@aengelberg many thanks for the confirmation! of course, it stems from the difference between what regular expression language is and what grammars are, not from how instaparse works doesn't it 🙂 Would you agree to this?

You mean regexes’ greediness? I would say that’s an artifact of regexes’ supported use case not matching what Instaparse needs it to do. If regexes had a way to lazily emit multiple parse results of the same string, we could maybe use that to make regex non-terminals behave more intuitively.

e.g. if I match #"^a+" on "aaa" I’d like to see "a", "aa", "aaa"

Yes, well, at a higher level, regular expressions and grammars generate disparate automatons, whereas what you mention is one difference in the detail thereof (the most relevant one).
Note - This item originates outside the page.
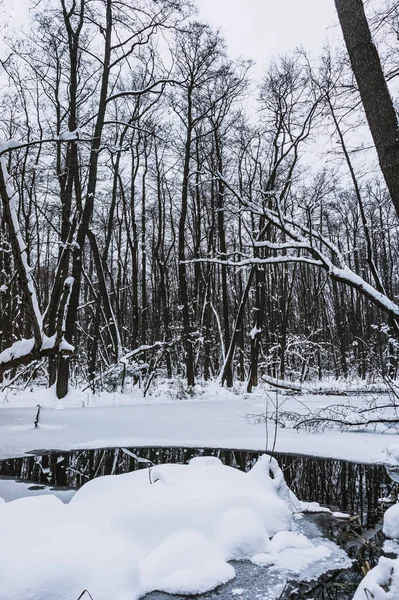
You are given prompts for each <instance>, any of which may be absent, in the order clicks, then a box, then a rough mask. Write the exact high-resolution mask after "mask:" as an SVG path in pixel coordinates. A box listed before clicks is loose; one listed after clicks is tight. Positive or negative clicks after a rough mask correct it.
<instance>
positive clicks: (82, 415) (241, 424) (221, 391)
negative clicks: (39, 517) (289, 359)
mask: <svg viewBox="0 0 399 600" xmlns="http://www.w3.org/2000/svg"><path fill="white" fill-rule="evenodd" d="M165 385H166V384H165ZM175 385H176V386H177V382H175ZM197 387H198V389H197V390H196V392H195V394H194V395H193V396H189V395H188V396H186V397H183V398H177V397H176V395H175V396H174V397H173V396H172V395H171V394H169V393H168V389H166V388H165V386H164V387H162V386H160V387H157V388H155V387H154V389H153V392H154V393H153V394H152V395H149V396H147V397H145V398H143V394H142V390H138V389H137V390H132V391H129V392H126V393H123V394H122V393H120V392H115V393H109V392H102V393H101V394H92V393H91V392H89V391H85V392H84V391H82V390H80V391H79V390H71V392H70V393H69V394H68V395H67V397H66V398H64V399H63V400H62V401H58V400H57V399H56V396H55V391H54V389H52V388H51V389H34V390H33V391H32V392H31V391H30V390H29V389H27V390H21V391H15V390H10V389H6V390H5V391H4V392H3V393H2V394H0V459H1V458H15V457H18V456H23V455H24V454H25V453H26V452H29V451H31V450H35V449H36V450H37V449H43V450H54V449H58V450H74V449H77V448H79V449H84V448H107V447H123V446H125V447H139V446H183V447H192V448H203V447H208V448H233V449H234V448H241V449H248V450H257V451H258V450H263V451H265V450H266V451H268V450H269V451H270V450H271V448H272V445H273V440H274V423H273V422H269V423H268V427H267V429H266V427H265V423H264V422H262V421H261V420H260V421H259V422H257V420H256V418H253V417H254V416H256V415H260V414H262V413H265V410H266V408H267V406H266V404H267V403H269V407H268V410H269V413H271V411H272V410H273V402H275V401H276V400H278V402H279V408H280V409H281V410H290V411H291V410H296V411H298V410H300V409H301V407H302V410H304V411H306V410H312V411H316V410H317V409H319V408H320V407H322V406H328V405H330V404H331V397H327V396H322V395H309V396H305V395H303V396H300V397H299V398H296V397H292V396H283V395H281V394H279V395H278V396H277V395H276V394H275V393H273V394H272V395H270V394H269V395H268V394H267V391H266V390H264V389H262V388H259V389H258V390H256V391H255V392H254V393H253V394H246V393H244V391H243V390H241V389H240V388H237V389H236V390H235V391H230V390H227V389H225V388H221V387H220V386H218V385H216V384H215V385H213V384H210V385H208V386H206V387H204V388H201V387H200V386H197ZM169 391H170V390H169ZM235 392H236V393H235ZM363 401H364V398H363V399H362V398H361V397H359V396H356V397H352V396H348V397H344V398H342V403H344V404H347V405H348V406H349V405H352V404H355V403H357V404H359V403H363ZM334 402H335V403H336V399H335V400H334ZM38 404H40V406H41V412H40V421H39V426H38V427H37V428H35V426H34V421H35V418H36V414H37V405H38ZM395 440H397V434H396V433H393V432H392V433H391V432H387V433H385V434H381V433H375V432H372V431H367V432H365V431H339V430H337V429H332V430H328V431H324V432H323V434H319V433H317V432H312V431H306V430H303V429H301V430H297V429H293V428H292V427H290V426H288V425H287V426H286V427H279V428H278V431H277V439H276V447H275V451H276V452H289V453H293V454H304V455H305V454H306V455H313V456H321V457H328V458H337V459H344V460H351V461H354V462H362V463H385V462H387V456H386V454H385V453H384V450H385V448H386V447H387V446H391V445H392V444H393V442H394V441H395Z"/></svg>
This relates to two area I'm lately looking at ― fuzzy parsing and scannerless parsing

As to regex, have you ever used something like this? https://stackoverflow.com/questions/5616822/python-regex-find-all-overlapping-matches

Oh, not really, ignore that last one

That’s returning one match for each of a variety of starting indexes, which is not quite what I want

Yes, again, ignore that

You could theoretically do (for [i (range (count s))] (re-match re (subs s 0 i)))

but that is super slow and might not actually work depending on the regex

the automaton structure of regexes is simply not designed to (efficiently) reason about the set of all possible matches for one string, using backtracking and laziness

actually maybe if you compile a NDFA

then run it through one character at a time

and mark every time you are in a success state

The interaction of a grammar with the need to account for syntactic categories (a.k.a variables, and/or non-terminals) that translate to non-finite sets of productions is very interesting. Right now, we typically "escape" to regular expressions for that. Of course, this goes beyond the scope of my original question with its particular silly use case.

In this case, the set of productions is not infinite; for the current index i, all I really need to know is, the set of indexes j \in [0,N) such that s[i:j] is a complete parse according to the regex.

Right, obviously, when looking at a specific input text (or string).

But in the general sense, I also meant to say that we use regular expressions for where we want to stipulate a non-finite set, whereas a plain CFG doesn't provide (IIRC) that kind of support, which is why we use regex along with it. I have to refresh and brush up more on formal languages though, maybe what I just said is totally incorrect, or just sufficiently inaccurate to be incorrect.